The Debtor’s meeting of creditors commenced on July 15, 2003, and was continued to July 29, 2003. The Debtor was asked to produce documents, and her meeting of creditors was then continued six additional times, to August 12, 2003, August 26, 2003, September 2, 2003, September 29, 2003, October 21, 2003, and November 12, 2003, the date it was concluded. The Credit Union was represented by counsel at the initial meeting of creditors and at six of the seven rescheduled meetings of creditors.

The Credit Union filed its Motion on November 7, 2003, or fifty-three days after the deadline to file complaints objecting to the Debtor’s discharge had expired. The Credit Union does not dispute that it had notice of the September 15, 2003 discharge and dischargeability bar date.

II

Discharge of a debtor accomplishes the key goal of the Bankruptcy Code by enabling “honest but unfortunate” debtors to obtain relief from their debts in order to commence “a fresh start.” In re Krohn, 886 F.2d 123, 125 (6th Cir.1989) (citing Local Loan Co. v. Hunt, 292 U.S. 234, 54 S.Ct. 695, 699, 78 L.Ed. 1230 (1934)); see also Meyers v. Internal Revenue Serv. (In re Meyers), 196 F.3d 622, 624 (6th Cir.1999). In Chapter 7 cases, in exchange for a liquidation of assets for the benefits of creditors, debtors’ debts, or a portion thereof, are discharged. Krohn, 886 F.2d at 125. Debts are not extinguished by a Chapter 7 discharge, but a discharged debtor is no longer personally liable for the debts. Houston v. Edgeworth (In re Edgeworth), 993 F.2d 51, 53 (5th Cir.1993). Discharge in Chapter 7 cases is granted by virtue of 11 U.S.C.A. § 727 (West 1993), which states that the court shall grant a discharge of a debtor’s prepetition debts unless a party in interest objects to discharge and proves that one of ten express reasons therefore has been satisfied.

Objections to a debtor’s discharge are governed procedurally by Federal Rule of Bankruptcy Procedure 4004, which provides in material part:

(a) Time for filing complaint objecting to discharge; notice of time fixed
In a chapter 7 liquidation case a complaint objecting to the debtor’s discharge under § 727(a) of the Code shall be filed no later than 60 days after the first date set for the meeting of creditors under § 341(a)....
(b) Extension of time
*343 On motion of any party in interest, after hearing on notice, the court may for cause extend the time to file a complaint objecting to discharge. The motion shall be filed before the time has expired.
(c) Grant of discharge
(1) In a chapter 7 ease, on expiration of the time fixed for filing a complaint objecting to discharge ..., the court shall forthwith grant the discharge unless:
(E) a motion to extend the time for filing a complaint objecting to the discharge is pending[.]

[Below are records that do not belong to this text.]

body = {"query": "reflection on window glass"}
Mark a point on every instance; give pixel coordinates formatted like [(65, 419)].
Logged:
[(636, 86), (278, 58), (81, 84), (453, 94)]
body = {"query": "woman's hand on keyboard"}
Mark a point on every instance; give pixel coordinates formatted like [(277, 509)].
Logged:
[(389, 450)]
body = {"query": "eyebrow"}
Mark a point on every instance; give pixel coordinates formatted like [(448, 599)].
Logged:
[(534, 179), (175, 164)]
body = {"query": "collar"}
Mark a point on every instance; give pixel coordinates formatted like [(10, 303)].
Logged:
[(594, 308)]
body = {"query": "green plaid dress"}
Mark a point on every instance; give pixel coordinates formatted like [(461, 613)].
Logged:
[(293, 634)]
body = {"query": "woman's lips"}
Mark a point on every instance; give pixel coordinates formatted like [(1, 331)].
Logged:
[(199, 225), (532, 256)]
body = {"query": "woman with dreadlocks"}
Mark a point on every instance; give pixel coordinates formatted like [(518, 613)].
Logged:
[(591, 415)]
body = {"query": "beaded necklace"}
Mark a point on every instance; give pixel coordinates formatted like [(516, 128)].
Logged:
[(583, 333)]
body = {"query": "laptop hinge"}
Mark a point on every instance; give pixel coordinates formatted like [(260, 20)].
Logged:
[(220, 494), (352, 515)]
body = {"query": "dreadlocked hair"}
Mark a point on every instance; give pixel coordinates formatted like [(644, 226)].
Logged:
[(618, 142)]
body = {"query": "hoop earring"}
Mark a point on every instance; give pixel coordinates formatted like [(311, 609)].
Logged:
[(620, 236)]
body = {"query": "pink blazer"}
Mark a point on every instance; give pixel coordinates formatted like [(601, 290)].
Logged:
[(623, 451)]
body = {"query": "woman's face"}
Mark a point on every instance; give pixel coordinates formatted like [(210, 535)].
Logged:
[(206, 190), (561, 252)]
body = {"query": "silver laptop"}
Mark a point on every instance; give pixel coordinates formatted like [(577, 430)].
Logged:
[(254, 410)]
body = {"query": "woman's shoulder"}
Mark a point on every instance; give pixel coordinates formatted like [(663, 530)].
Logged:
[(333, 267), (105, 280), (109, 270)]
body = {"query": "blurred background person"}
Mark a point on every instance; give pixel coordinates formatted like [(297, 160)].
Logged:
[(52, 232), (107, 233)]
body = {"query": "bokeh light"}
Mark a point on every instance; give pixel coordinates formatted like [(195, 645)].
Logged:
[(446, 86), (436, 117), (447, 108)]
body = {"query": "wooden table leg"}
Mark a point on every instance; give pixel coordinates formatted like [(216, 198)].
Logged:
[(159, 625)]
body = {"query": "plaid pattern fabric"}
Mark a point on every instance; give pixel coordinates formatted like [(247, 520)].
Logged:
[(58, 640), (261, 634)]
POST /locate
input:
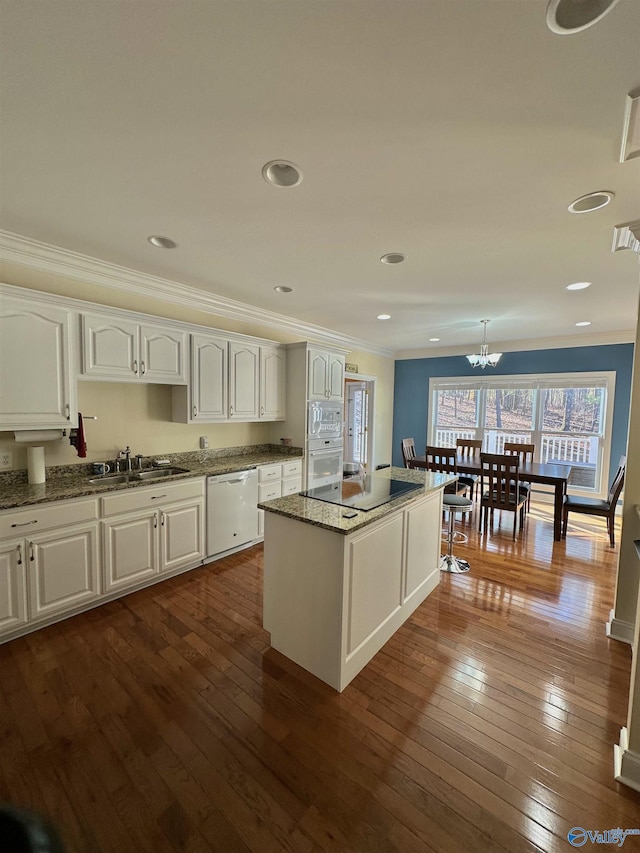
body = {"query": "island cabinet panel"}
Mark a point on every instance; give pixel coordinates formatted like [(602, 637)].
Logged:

Fed. R. Bankr. P. 4004(a). Despite the clear wording of this rule, the Sixth Circuit Court of Appeals has recently held that the Rule 4004 deadline is not jurisdictional, but instead, may be subject to equitable defenses including waiver, estoppel, and equitable tolling. See Nardei v. Maughan (In re Maughan), 340 F.3d 337 (6th Cir.2003).

Here, the Credit Union has asked the court to employ the defense of equitable tolling and grant it leave to file a complaint objecting to the Debtor’s discharge, despite the expiration of the September 15, 2003 deadline. In the Sixth Circuit,

[tjhere are five factors that should be considered when deciding to apply the doctrine of equitable tolling: “The factors are: (1) lack of actual notice of filing requirement; (2) lack of constructive knowledge of filing requirement; (3) diligence in pursuing one’s rights; (4) absence of prejudice to the defendant; and (5) a plaintiffs reasonableness in remaining ignorant of the notice requirement.”

Maughan, 340 F.3d at 344 (quoting Andrews v. Orr, 851 F.2d 146, 151 (6th Cir.1988)). If, as in this case, there is no question that the creditor received notice of the deadlines, the court’s “inquiry must focus on the diligence used by the plaintiff in pursuing its rights and the resulting prejudice, if any, to the defendant.” Maughan, 340 F.3d at 344 (quoting First Bank Sys. v. Begue (In re Begue), 176 B.R. 801, 804 (Bankr.N.D.Ohio 1995)).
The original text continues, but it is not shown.